Segundo o registro oficial do governo, apenas sessenta e três presos nas prisões brasileiras morreram por causa do coronavírus e outros 5.359 prisioneiros deram positivo. Os números provavelmente são muito mais altos, dada a taxa extremamente baixa de testes atrás das grades. Novaes, advogado de Santos, disse que as leis criminais e o sistema de policiamento do país são duas das ferramentas que os brasileiros ricos usam para manter a desigualdade no país. Um número crescente de pessoas mais vulneráveis do Brasil está sendo enredado por um sistema de encarceramento em massa, que, segundo os defensores da reforma, leva a ainda mais pobreza e desigualdade.

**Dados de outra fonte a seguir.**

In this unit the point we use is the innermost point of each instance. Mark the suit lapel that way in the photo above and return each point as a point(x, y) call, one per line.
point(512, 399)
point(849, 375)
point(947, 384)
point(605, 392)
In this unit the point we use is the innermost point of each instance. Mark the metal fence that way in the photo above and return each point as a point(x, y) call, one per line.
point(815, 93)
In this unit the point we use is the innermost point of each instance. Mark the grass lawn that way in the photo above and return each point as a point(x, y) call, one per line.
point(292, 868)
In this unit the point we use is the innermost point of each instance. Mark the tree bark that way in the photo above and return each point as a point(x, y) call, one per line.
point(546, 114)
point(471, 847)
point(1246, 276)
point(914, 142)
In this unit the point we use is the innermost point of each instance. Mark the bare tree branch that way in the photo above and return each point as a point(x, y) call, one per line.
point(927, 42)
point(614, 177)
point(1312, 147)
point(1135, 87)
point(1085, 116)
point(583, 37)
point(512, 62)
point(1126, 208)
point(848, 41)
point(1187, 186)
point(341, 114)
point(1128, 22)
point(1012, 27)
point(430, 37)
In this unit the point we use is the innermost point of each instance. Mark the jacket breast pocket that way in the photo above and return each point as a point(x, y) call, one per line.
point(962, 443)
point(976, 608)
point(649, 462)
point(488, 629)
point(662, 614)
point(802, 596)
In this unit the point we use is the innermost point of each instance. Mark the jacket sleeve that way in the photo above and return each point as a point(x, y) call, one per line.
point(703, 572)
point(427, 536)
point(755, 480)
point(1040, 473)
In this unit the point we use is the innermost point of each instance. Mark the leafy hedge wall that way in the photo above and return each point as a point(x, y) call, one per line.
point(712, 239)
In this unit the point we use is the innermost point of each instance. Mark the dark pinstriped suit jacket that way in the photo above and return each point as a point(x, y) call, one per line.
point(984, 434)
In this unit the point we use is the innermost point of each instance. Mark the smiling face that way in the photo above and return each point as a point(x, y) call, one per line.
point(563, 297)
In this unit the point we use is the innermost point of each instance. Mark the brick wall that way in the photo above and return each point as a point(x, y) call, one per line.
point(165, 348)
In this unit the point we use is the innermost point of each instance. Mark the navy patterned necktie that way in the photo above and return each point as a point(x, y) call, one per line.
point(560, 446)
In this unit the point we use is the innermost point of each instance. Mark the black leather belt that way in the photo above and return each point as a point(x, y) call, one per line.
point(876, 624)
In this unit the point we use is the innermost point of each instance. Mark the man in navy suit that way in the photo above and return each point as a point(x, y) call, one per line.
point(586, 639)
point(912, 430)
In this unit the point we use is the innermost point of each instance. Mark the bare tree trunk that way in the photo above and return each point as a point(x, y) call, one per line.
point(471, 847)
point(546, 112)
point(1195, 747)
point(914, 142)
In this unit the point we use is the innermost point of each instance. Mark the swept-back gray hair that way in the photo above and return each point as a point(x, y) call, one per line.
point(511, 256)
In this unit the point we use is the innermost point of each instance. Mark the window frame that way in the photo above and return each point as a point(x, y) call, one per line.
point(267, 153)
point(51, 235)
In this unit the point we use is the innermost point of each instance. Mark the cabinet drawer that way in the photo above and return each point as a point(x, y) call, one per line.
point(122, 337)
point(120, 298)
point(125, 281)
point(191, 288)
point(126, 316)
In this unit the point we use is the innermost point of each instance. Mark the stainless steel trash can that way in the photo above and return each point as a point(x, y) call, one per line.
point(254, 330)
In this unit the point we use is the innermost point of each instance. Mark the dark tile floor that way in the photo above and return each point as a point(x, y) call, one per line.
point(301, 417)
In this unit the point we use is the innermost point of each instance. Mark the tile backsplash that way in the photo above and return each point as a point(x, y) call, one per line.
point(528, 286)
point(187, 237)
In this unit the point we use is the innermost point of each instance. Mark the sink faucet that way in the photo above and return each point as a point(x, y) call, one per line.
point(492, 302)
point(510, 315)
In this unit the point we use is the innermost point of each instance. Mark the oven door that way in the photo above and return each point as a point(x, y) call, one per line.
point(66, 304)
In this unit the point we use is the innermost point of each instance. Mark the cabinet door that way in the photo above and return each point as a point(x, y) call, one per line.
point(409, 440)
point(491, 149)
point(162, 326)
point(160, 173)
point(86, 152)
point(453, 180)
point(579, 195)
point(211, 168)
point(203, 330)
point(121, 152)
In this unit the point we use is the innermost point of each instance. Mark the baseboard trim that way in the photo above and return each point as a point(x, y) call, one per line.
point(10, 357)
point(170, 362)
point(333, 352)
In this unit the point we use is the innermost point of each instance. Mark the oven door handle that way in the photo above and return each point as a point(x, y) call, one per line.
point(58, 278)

Quando perguntei a Santos como era ser um cidadão brasileiro nesses tempos, ela disse que se sentia abandonada pelo Estado e prejudicada por ele. A polícia havia retirado “minha felicidade, meu filho e minha vida”. Ela culpou o sistema judiciário por tentar silenciá-la. Quanto a Bolsonaro, Santos não quer que ele morra, mas ela espera que ele sinta “os efeitos da COVID-19, pois não é uma ‘gripe’, como ele disse antes”. Ela me disse que está determinada a fazer tudo o que puder para encontrar justiça para seu filho e impedir que ele se torne “outro garoto preto morto na estatística”.